Grab a pen and a paper and write down each number that hits, alternatively write all numbers from 0 to 36 and each time a number hits cross it out or circle it with your pen.
Continue to do so till there are only 2 numbers remaining which have not appeared yet, at that time bet everything else except these two numbers, for only one spin.
It costs mostly in time, but a guaranteed 2.8% return on your investment.
Cheers, to your success!
This bet loses at the statistical expectation point just like all mechanical mindless based systems do. Presenting a magical thinking argument does not make that argument true.
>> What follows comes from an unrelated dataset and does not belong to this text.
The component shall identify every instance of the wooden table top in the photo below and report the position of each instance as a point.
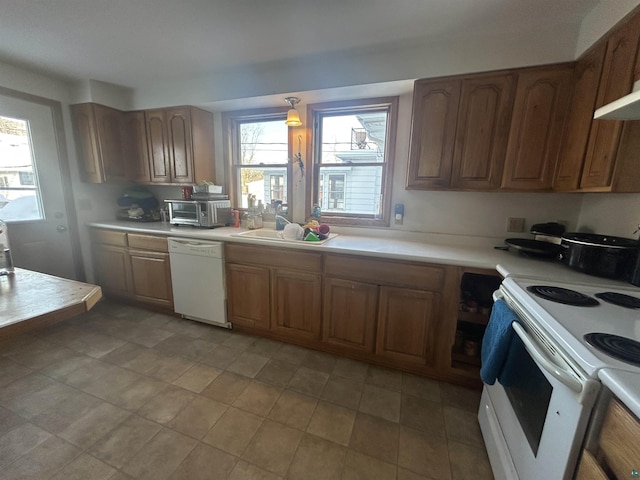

I'm not trying to be negative here. Wishful thinking will not make a system work. You will find that this method of bet selection will produce the three states that I have for many years tried to explain. It will lose because you never know when a cold number will activate. Those two cold numbers still hit from three to six times for every 300 spins even if they remain cold.
When you get exhausted searching for a mechanical system to beat Roulette you might want to consider coincidences that appear as opportunities. It is my experience, on these forums, that mechanical system researchers never give up their quests until they have exhausted all the ideas they can dream up or find. In other words it's just a stage of learning. I know, because I already have gone through that stage.
I didn't say that it will never lose BUT that the profit will overcome its losses.
Does anyone want to simulate 1,000,000 results or more?
Please be my guest!
It doesn't pick any 35 random numbers, but bets against the last 2 frozen numbers.
In order to lose it has to hit those 2 frozen numbers back to back, in 2 consecutive spins!!
Those 2 frozen numbers could be missing for hundreds of spins and suddenly will arrive 1 after the other?!
@ Blue Angel,
I have tried this with ophis tracker many times. No real benefit over millions of spins tests. We risk 35 units to win 1 unit and never know if we will get to win 35 units till a loss kills all. Long simulations prove this wrong. I have done this thinking your way, far early.
Ball has no memory to either give any of the two left outs or leave them. This doesn't change the probability of the game.
Rather, you can bet any 35 numbers same way and expect the same outcome.
No betselection proved to be better than all other in long simulations.
Quote from: Blue_Angel on July 31, 2016, 03:06:41 PM
It doesn't pick any 35 random numbers, but bets against the last 2 frozen numbers.
In order to lose it has to hit those 2 frozen numbers back to back, in 2 consecutive spins!!
Those 2 frozen numbers could be missing for hundreds of spins and suddenly will arrive 1 after the other?!
Huh? While that maybe true, it doesn't really help
1 number hits, you lose 35 chips, 2nd number doesn't hit you win 1 chip, still minus 34 chips and a long way back 1 chip at a time.